Tuesday 6 September 2016

Saturday 9 May 2015

Soyinka and Armitage and Oxford Prof of Poetry

Wole Soyinka and Simon Armitage have now (as well as myself) been nominated. I'm a big fan of Armitage to the extent that I've published a book about him, and I think he'd be great in the role, and a brilliant antidote to fashionable incomprehensibility. Even the current Professor of Poetry, Geoffrey Hill is guilty of that, and I attended one of his lectures where he repeated difficulty difficulty difficulty as a prescriptive mantra. I also reviewed Hill's Without Title and still stand by the anger I expressed about his elegy in that book for Ken Smith - I still think it's horribly inhuman to publish an elegy that has no connection to the person who has died, and is yet another self-advertisingly difficult 'late modernist' effusion. Armitage by contrast has written marvellously intelligent poems which have their difficult moments but which draw upon all the formal resources of poetry to say complex and important things about contemporary life.
However, I think that Soyinka would get my vote if I had one because the post would really benefit from a writer with his political background holding it. His Wikipedia page is one of the most memorable I've ever seen and the life story it tells reveals a very courageous and vivid personality, and he would bring to Oxford, above all, a powerful sense of how literature can still make a political difference.

Friday 8 May 2015

Ants and the Tories

I noticed today, scurrying across my bathroom floor, about fifteen ants, which seemed to hint at the possibility of far more of their kind. I wondered if they might exit from the bathroom and cross the carpet in the direction of my bedroom. My house has been invaded by slugs in the past, but never by ants. The tories, also today, have won a horribly surprising victory in the general election. There must be some occult connection - far more oblique than the rain that has fallen steadily all day, accompanied by relentlessly gloomy light - between these events.

Wednesday 22 April 2015

Byron in the margins

I had some further thoughts re 'Poetry in the Margins' (my piece on the website The Conversation) while I was watching Tom Stoppard's Arcadia in Oxford last week. The play relies upon references to Byron as an historical figure everyone has heard of. But the current marginalising of poetry will lead not just to further marginalising of contemporary poetry but to poetry in general being marginalised, including the great poets of the past.

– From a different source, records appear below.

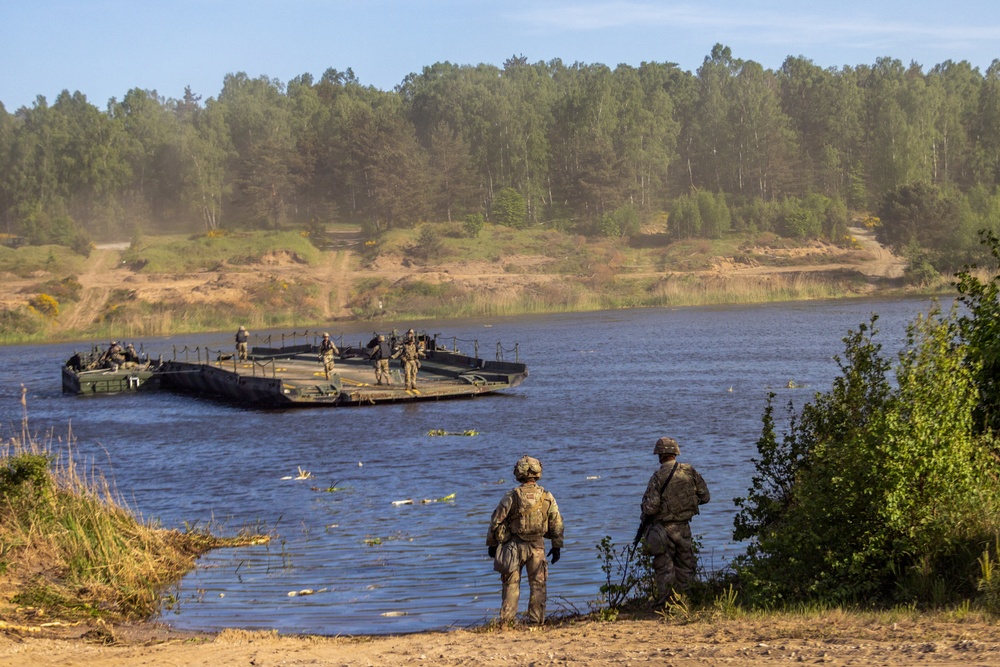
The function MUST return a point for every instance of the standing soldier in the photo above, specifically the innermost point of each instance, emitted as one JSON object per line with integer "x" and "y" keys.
{"x": 525, "y": 516}
{"x": 410, "y": 355}
{"x": 380, "y": 354}
{"x": 672, "y": 497}
{"x": 242, "y": 336}
{"x": 326, "y": 351}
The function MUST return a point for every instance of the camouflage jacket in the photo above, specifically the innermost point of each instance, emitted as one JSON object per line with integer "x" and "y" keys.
{"x": 680, "y": 499}
{"x": 410, "y": 351}
{"x": 529, "y": 512}
{"x": 326, "y": 347}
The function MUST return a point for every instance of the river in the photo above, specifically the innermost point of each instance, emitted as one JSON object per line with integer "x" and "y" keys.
{"x": 602, "y": 388}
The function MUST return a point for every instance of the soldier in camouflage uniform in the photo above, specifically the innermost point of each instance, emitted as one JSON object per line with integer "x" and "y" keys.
{"x": 380, "y": 354}
{"x": 516, "y": 538}
{"x": 242, "y": 337}
{"x": 410, "y": 355}
{"x": 672, "y": 497}
{"x": 326, "y": 352}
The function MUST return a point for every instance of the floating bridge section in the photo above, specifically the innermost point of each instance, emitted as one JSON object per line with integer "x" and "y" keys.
{"x": 292, "y": 375}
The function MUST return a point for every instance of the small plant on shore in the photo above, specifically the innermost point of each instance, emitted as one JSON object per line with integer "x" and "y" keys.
{"x": 628, "y": 578}
{"x": 70, "y": 546}
{"x": 882, "y": 492}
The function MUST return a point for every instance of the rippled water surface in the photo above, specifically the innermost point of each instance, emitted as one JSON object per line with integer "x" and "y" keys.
{"x": 602, "y": 388}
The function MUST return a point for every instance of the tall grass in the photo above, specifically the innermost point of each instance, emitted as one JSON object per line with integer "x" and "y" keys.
{"x": 204, "y": 252}
{"x": 72, "y": 548}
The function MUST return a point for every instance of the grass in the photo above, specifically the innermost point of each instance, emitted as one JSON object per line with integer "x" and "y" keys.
{"x": 72, "y": 549}
{"x": 28, "y": 260}
{"x": 204, "y": 252}
{"x": 544, "y": 271}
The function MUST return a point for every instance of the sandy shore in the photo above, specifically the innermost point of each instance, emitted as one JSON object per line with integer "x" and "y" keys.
{"x": 832, "y": 638}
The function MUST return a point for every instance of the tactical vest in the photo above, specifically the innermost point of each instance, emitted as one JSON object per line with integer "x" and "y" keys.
{"x": 529, "y": 518}
{"x": 680, "y": 499}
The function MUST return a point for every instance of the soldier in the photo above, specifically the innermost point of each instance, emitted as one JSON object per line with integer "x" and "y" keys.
{"x": 131, "y": 356}
{"x": 113, "y": 357}
{"x": 326, "y": 351}
{"x": 380, "y": 354}
{"x": 410, "y": 355}
{"x": 525, "y": 516}
{"x": 672, "y": 497}
{"x": 242, "y": 336}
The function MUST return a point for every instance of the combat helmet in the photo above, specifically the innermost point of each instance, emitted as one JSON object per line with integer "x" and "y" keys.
{"x": 666, "y": 446}
{"x": 527, "y": 469}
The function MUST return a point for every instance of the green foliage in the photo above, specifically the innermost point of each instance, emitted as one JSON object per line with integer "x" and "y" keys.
{"x": 714, "y": 214}
{"x": 209, "y": 251}
{"x": 473, "y": 224}
{"x": 922, "y": 213}
{"x": 24, "y": 476}
{"x": 44, "y": 304}
{"x": 685, "y": 218}
{"x": 509, "y": 208}
{"x": 876, "y": 493}
{"x": 980, "y": 329}
{"x": 628, "y": 576}
{"x": 622, "y": 222}
{"x": 428, "y": 245}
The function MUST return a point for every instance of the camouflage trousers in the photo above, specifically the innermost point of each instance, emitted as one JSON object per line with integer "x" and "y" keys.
{"x": 532, "y": 557}
{"x": 327, "y": 364}
{"x": 382, "y": 372}
{"x": 410, "y": 373}
{"x": 674, "y": 568}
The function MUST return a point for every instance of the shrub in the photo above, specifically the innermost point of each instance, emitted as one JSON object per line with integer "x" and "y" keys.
{"x": 876, "y": 493}
{"x": 509, "y": 208}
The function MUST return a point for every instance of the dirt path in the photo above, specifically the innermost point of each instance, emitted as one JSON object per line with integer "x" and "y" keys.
{"x": 96, "y": 286}
{"x": 336, "y": 280}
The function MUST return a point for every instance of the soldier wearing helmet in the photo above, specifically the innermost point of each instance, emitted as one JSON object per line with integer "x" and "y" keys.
{"x": 380, "y": 354}
{"x": 242, "y": 336}
{"x": 672, "y": 497}
{"x": 410, "y": 355}
{"x": 326, "y": 352}
{"x": 525, "y": 516}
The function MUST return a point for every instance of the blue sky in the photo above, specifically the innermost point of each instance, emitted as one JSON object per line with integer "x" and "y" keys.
{"x": 103, "y": 48}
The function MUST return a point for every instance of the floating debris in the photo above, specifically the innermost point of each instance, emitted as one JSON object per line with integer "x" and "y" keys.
{"x": 303, "y": 474}
{"x": 306, "y": 591}
{"x": 449, "y": 497}
{"x": 330, "y": 489}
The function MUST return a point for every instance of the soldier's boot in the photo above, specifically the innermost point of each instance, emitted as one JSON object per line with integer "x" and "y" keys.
{"x": 536, "y": 605}
{"x": 511, "y": 593}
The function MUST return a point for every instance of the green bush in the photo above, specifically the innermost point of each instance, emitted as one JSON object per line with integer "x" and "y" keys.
{"x": 509, "y": 208}
{"x": 879, "y": 492}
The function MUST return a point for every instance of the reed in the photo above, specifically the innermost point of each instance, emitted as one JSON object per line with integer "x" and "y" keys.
{"x": 72, "y": 548}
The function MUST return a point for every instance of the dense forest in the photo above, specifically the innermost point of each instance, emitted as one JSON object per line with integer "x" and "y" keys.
{"x": 581, "y": 147}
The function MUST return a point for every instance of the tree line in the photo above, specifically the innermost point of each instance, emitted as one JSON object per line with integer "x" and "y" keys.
{"x": 576, "y": 146}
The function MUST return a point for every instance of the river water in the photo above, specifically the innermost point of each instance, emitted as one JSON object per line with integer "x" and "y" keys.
{"x": 602, "y": 388}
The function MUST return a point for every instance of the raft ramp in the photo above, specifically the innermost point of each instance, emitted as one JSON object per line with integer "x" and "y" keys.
{"x": 293, "y": 376}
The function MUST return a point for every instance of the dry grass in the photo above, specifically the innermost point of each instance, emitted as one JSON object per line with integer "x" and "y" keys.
{"x": 72, "y": 549}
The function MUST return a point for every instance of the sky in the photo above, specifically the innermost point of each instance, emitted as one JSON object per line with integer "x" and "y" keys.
{"x": 104, "y": 48}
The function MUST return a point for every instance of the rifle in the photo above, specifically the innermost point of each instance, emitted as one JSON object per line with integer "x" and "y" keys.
{"x": 647, "y": 519}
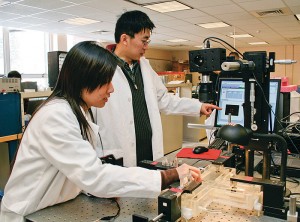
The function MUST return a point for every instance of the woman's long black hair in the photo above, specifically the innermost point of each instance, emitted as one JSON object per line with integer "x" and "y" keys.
{"x": 86, "y": 66}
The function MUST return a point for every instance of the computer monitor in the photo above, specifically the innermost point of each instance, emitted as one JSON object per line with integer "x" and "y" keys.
{"x": 232, "y": 96}
{"x": 29, "y": 86}
{"x": 274, "y": 99}
{"x": 31, "y": 105}
{"x": 231, "y": 99}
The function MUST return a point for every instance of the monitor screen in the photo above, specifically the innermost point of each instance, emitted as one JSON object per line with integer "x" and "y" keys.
{"x": 231, "y": 99}
{"x": 232, "y": 96}
{"x": 274, "y": 102}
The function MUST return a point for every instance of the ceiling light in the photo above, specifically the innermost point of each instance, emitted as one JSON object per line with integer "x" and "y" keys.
{"x": 79, "y": 21}
{"x": 170, "y": 6}
{"x": 258, "y": 43}
{"x": 177, "y": 40}
{"x": 213, "y": 25}
{"x": 241, "y": 36}
{"x": 2, "y": 3}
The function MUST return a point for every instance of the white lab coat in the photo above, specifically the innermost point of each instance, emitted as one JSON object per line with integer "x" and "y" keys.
{"x": 54, "y": 164}
{"x": 116, "y": 119}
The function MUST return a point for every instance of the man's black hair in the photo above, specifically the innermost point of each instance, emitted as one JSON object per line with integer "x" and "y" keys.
{"x": 132, "y": 22}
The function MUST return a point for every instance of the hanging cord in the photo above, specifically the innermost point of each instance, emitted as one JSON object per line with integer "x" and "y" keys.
{"x": 113, "y": 217}
{"x": 219, "y": 41}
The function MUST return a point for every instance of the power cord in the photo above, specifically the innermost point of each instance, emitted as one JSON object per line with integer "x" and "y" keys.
{"x": 112, "y": 217}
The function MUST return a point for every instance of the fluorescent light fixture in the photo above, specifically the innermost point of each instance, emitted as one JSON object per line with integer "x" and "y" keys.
{"x": 241, "y": 36}
{"x": 2, "y": 3}
{"x": 169, "y": 6}
{"x": 258, "y": 43}
{"x": 79, "y": 21}
{"x": 213, "y": 25}
{"x": 177, "y": 40}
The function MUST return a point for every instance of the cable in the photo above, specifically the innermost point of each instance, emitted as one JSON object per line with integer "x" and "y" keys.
{"x": 210, "y": 38}
{"x": 108, "y": 218}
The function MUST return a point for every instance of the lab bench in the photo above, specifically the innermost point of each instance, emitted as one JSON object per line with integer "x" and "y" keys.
{"x": 91, "y": 209}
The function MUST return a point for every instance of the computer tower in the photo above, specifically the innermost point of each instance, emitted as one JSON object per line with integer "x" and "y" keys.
{"x": 10, "y": 114}
{"x": 55, "y": 61}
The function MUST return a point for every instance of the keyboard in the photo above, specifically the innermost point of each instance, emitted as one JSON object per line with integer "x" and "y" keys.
{"x": 218, "y": 143}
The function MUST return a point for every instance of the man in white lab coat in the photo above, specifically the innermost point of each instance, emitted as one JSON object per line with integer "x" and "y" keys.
{"x": 57, "y": 156}
{"x": 130, "y": 125}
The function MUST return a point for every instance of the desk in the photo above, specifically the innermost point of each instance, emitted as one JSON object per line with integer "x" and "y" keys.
{"x": 90, "y": 209}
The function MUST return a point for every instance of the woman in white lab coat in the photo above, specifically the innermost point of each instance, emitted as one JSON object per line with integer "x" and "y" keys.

As the prestige of poetry declines, even the great poetic achievements of the past will be less and less acknowledged. Donne and Milton and Wordsworth will  be whittled away in the culture. Byron's reputation may well stand up better than most because it is only partly based on his marvellous manipulation of ottava rima, but it not a great prospect to imagine him being remembered almost solely as a man 'mad, bad and dangerous to know.'

Thursday 24 July 2014

My poem is Guardian Poem of the Week

http://www.theguardian.com/books/2014/jul/21/squawks-and-speech-ian-gregson-poem-of-the-week

is the link

great commentary by Carol Rumens and 125 comments, mostly interesting, so far (after 24 hours)

Saturday 10 May 2014

Donald Barthelme...and Stewart Lee

Barthelme's most anthologised story 'The Indian Uprising' works like allegory, where 'Indians' stand for all the other races that the US have oppressed (especially, in 1968, when the story was published, the Vietnamese). It's also like allegory in the apparent randomness of many of its references, but where the associations become surreal.
That story isn't all that representative, though, because it's not funny as so many of Barthelme's stories are. I was just reading 'The King of Jazz' and the self-consciousness about language there reminded me of certain stand-up comedians. Stewart Lee in one of his books talks about the comic value of certain words like 'wool' for example. But one of his comic effects is based on being exaggeratedly articulate and wordy, and, when Barthelme describes an especially effective piece of jazz playing he does something similar when he says that it 'sounds like the cutting edge of life...like fumaroles smoking on the slopes of Mt.Katmai...like an oyster fungus growing an aspen trunk...like a mule deer wandering a montane of the Sierra Nevada...like coatimundis moving in packs across the face of Arkansas...

Friday 4 April 2014

Stewart Lee on observational comedy

Stewart Lee objects to observational comedy in the same way that modernists object to realism:  it's an impatience with a stale, populist and complacent consensus. Lee parodies the observational mode of calling upon the audience to agree that, eg, this is how women behave, or how children behave, because it makes assumptions, for one thing about the observer and the observed, and places the observer in a position of authority, and stereotypes the observed and implies they're thoroughly predictable. He has a great range of strategies at his own command, but an especially brilliant one is to defamiliarise observational comedy by doing it from a radically skewed point of view - from the perspective of an insect in his 'Pestival' riff, and, in his recent TV show, from the perspective of an 'oligarch' living in London. The repeated words emphasise the alienness of these points of view - 'mandibles' in 'Pestival', 'prostitutes' in the oligarch one - because they parody the stale parameters in observational material with concepts that are entirely other to 'common-sense' consensual reality. This mode, like modernist deconstructions of realism, reveals ideological assumptions in what it parodies.